True, PAH is a crowded market, featuring approved endothelin receptor antagonists (for instance Tracleer and Opsumit), PDE5 inhibitors (Revatio and Adcirca) and prostacyclins (Uptravi and Remodulin). But all these are vasodilators, meaning that they target PAH symptoms, while sotatercept has been designed to hit the disease’s cause.
And phase 2 data have borne out this potential, especially on top of these standards of care, setting up the outcome of the registrational phase 3 Stellar trial in late 2022 as a major catalyst.
Beyond that lie three studies that are key to expanding the sotatercept opportunity beyond analysts’ current forecasts: Hyperion and Zenith, in newly diagnosed and high-risk PAH, and Cadence, in left heart disease. The last has no approved treatments, and could nearly equal the available PAH population.
|What is Merck thinking? Potential Acceleron pipeline scenarios|
|Project||TGF-β mechanism||2026e sales ($m)*||NPV ($m)*^||Status||Upside?|
|Reblozyl (luspatercept)||Activin type IIB receptor fusion protein||1,671||7,421**||Launched for anaemia in beta-thalassaemia and MDS after failure on EPOs||Anaemia in 1st-line MDS vs EPO (Commands trial)|
|Sotatercept||Activin type IIA receptor fusion protein||489||1,920||Ph3 for class II/III PAH (Stellar trial)||Newly diagnosed intermediate/high-risk class II/III PAH (Hyperion trial)|
|Class III/IV PAH at high risk of mortality (Zenith trial)|
|Left heart disease (Cadence trial)|
|ACE-1334||TGF-β 1 & 3 ligand trap||0||0||Ph1/2 for systemic sclerosis with/without interstitial lung disease||Any clinical success|
|*Evaluate Pharma sellside consensus; ^risk-adjusted; **$1,743m accruing to Acceleron.|
One caveat is that basic patents on Reblozyl and sotatercept expire in 2026, though Merck reckons extensions will cover both until 2031, and data exclusivity would protect sotatercept to 2036. As both assets are biologicals they will also be more difficult to copy than small molecules.
Merck also cites its cardiovascular expertise, given that it has rights to Bayer’s PAH drug Adempas and sells Verquvo for heart failure. It also has MK-5475m, an inhaled sCG stimulator (Verquvo’s mechanism), in phase 2/3 for PAH, and one risk is that some of these could cause antitrust issues.
Overall, Acceleron is the latest example of Merck putting to use the cash its Keytruda blockbuster is throwing off, following the acquisitions of Pandion, Peloton and Velosbio.
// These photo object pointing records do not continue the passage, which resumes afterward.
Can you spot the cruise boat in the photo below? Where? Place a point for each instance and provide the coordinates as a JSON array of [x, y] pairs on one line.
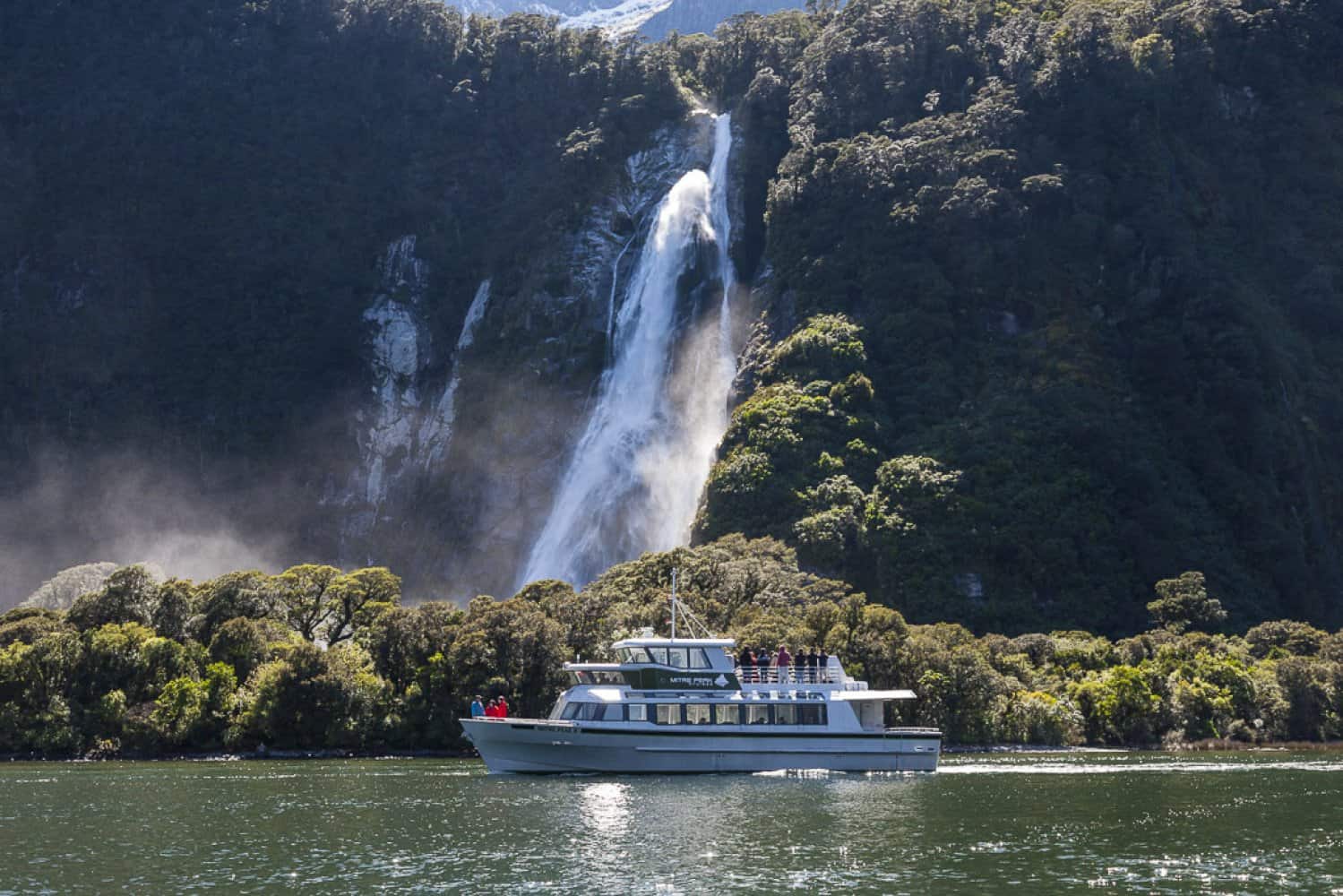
[[684, 705]]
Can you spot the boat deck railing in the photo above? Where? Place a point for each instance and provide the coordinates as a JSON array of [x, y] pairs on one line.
[[788, 675]]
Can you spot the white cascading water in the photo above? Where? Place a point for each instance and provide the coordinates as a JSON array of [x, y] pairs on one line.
[[635, 477]]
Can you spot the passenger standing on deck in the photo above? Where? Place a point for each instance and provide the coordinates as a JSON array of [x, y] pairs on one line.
[[782, 659], [745, 661]]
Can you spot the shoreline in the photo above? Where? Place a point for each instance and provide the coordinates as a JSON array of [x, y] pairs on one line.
[[265, 754]]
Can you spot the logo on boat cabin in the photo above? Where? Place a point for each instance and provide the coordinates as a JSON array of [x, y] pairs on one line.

The group told analysts today that Acceleron would provide growth when Keytruda loses patent exclusivity later this decade, though low-cost competition could come even earlier.
While Bristol did not pay up for Acceleron, the prospect of two blockbuster drugs sold by Merck with Bristol getting a royalty, or vice versa, does not seem too bad for either company.